Vogl, Matthias; Wilkesmann, Rainer; Lausmann, Christian; Hunger, Matthias; Plötz, Werner:
The impact of preoperative patient characteristics on health states after total hip replacement and related satisfaction thresholds: a cohort study.
In: Health and Quality of Life Outcomes
Background: The aim of the study was to analyze the effect of preoperative patient characteristics on health outcomes 6 months after total hip replacement (THR), to support patient's decision making in daily practice with predicted health states and satisfaction thresholds. By giving incremental effects for different patient subgroups, we support comparative effectiveness research (CER) on osteoarthritis interventions. Methods: In 2012, 321 patients participated in health state evaluation before and 6 months after THR. Health-related quality of life (HRQoL) was measured with the EQ-5D questionnaire. Hip-specific pain, function, and mobility were measured with the WOMAC in a prospective observation of a cohort. The predictive capability of preoperative patient characteristics - classified according to socio-demographic factors, medical factors, and health state variables - for changes in health outcomes is tested by correlation analysis and multivariate linear regressions.
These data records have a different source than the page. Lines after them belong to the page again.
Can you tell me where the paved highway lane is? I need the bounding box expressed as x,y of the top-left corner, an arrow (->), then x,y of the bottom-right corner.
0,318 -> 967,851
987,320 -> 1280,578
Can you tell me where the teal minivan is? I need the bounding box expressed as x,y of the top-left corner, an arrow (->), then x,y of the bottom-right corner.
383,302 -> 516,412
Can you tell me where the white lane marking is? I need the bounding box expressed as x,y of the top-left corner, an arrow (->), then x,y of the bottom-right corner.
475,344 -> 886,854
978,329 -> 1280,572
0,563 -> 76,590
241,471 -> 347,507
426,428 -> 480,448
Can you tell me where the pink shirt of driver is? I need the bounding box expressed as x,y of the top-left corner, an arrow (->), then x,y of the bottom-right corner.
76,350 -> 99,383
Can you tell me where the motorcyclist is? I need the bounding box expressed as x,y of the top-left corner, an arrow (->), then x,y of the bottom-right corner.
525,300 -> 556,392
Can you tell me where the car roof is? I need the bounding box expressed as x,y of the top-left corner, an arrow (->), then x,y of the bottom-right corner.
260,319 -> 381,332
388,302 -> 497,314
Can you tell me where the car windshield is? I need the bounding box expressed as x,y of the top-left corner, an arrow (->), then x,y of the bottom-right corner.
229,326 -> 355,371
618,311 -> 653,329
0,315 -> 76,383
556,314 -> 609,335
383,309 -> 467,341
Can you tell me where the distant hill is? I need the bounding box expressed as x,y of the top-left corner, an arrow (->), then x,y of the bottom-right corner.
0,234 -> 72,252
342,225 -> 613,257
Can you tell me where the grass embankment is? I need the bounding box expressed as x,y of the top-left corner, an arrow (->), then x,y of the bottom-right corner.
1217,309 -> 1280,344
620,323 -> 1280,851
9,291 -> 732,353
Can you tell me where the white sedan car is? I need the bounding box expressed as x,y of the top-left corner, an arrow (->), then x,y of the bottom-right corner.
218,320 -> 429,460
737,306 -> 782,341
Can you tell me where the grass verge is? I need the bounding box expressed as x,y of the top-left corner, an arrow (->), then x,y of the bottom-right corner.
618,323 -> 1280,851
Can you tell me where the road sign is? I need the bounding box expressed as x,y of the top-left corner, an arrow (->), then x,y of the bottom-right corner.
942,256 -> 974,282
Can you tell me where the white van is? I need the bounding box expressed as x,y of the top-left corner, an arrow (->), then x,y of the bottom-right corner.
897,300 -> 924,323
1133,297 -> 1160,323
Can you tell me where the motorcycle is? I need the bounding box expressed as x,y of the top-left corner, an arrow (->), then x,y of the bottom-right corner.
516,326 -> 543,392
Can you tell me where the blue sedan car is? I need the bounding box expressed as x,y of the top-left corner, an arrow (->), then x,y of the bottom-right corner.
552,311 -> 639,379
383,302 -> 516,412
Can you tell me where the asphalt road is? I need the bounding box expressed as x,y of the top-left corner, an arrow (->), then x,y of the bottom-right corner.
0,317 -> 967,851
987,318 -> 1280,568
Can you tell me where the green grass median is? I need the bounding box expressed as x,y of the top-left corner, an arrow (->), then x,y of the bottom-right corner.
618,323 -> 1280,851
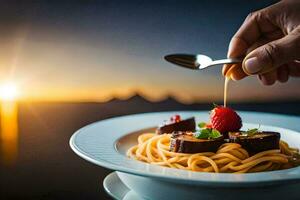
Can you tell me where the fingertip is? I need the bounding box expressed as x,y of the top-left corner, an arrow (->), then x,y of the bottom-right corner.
259,71 -> 277,85
227,37 -> 248,58
230,67 -> 247,81
277,65 -> 289,83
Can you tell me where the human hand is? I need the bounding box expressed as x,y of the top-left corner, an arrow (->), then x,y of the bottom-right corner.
222,0 -> 300,85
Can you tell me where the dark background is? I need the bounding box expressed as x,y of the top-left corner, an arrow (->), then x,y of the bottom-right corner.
0,96 -> 300,200
0,0 -> 300,200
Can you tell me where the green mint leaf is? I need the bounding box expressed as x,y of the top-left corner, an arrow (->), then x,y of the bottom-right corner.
210,129 -> 222,139
195,129 -> 211,139
198,122 -> 206,128
213,103 -> 219,108
246,128 -> 258,136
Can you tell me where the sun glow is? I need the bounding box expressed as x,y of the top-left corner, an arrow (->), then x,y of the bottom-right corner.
0,83 -> 18,101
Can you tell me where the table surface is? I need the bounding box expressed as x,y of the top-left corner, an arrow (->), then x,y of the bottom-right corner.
0,97 -> 300,200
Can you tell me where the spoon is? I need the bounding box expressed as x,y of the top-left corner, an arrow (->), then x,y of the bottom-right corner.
165,54 -> 243,70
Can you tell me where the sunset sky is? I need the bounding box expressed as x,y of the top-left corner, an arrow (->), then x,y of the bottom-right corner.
0,0 -> 300,103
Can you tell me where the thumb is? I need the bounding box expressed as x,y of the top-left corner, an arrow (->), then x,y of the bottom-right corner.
242,27 -> 300,75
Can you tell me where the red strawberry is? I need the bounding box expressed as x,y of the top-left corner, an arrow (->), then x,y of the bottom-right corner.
210,106 -> 242,133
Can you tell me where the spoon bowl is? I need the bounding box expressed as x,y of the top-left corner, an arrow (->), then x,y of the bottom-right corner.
165,54 -> 243,70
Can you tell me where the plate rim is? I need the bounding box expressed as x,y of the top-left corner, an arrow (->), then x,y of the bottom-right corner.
69,111 -> 300,185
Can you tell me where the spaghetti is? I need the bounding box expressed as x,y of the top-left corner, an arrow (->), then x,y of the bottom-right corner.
127,133 -> 300,173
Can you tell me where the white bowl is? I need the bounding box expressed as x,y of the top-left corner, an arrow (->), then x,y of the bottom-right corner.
70,112 -> 300,199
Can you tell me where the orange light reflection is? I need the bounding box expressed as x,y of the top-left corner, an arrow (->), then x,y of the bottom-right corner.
0,101 -> 18,166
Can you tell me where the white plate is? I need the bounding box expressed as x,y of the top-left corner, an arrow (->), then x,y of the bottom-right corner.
103,172 -> 143,200
70,111 -> 300,187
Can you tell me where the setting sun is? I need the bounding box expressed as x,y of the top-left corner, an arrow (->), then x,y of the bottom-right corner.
0,83 -> 18,101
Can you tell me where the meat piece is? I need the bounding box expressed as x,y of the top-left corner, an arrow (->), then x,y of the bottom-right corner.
228,131 -> 280,155
156,117 -> 196,134
170,132 -> 224,153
Related satisfaction thresholds were calculated with the patient acceptable symptom state (PASS) concept. Results: The mean WOMAC and EQ-5D scores before operation were 52 and 60 respectively (0 worst, 100 best). At the 6-month follow-up, scores improved by 35 and 19 units. On average, patients reported satisfaction with the operation if postoperative (change) WOMAC scores were higher than 85 (32) and postoperative (change) EQ-5D scores were higher than 79 (14). Conclusions: Changes in WOMAC and EQ-5D scores can mainly be explained by preoperative scores. The lower the preoperative WOMAC or EQ-5D scores, the higher the change in the scores. Very good or very poor preoperative scores lower the probability of patient satisfaction with THR. Shared decision making using a personalized risk assessment approach provides predicted health states and satisfaction thresholds.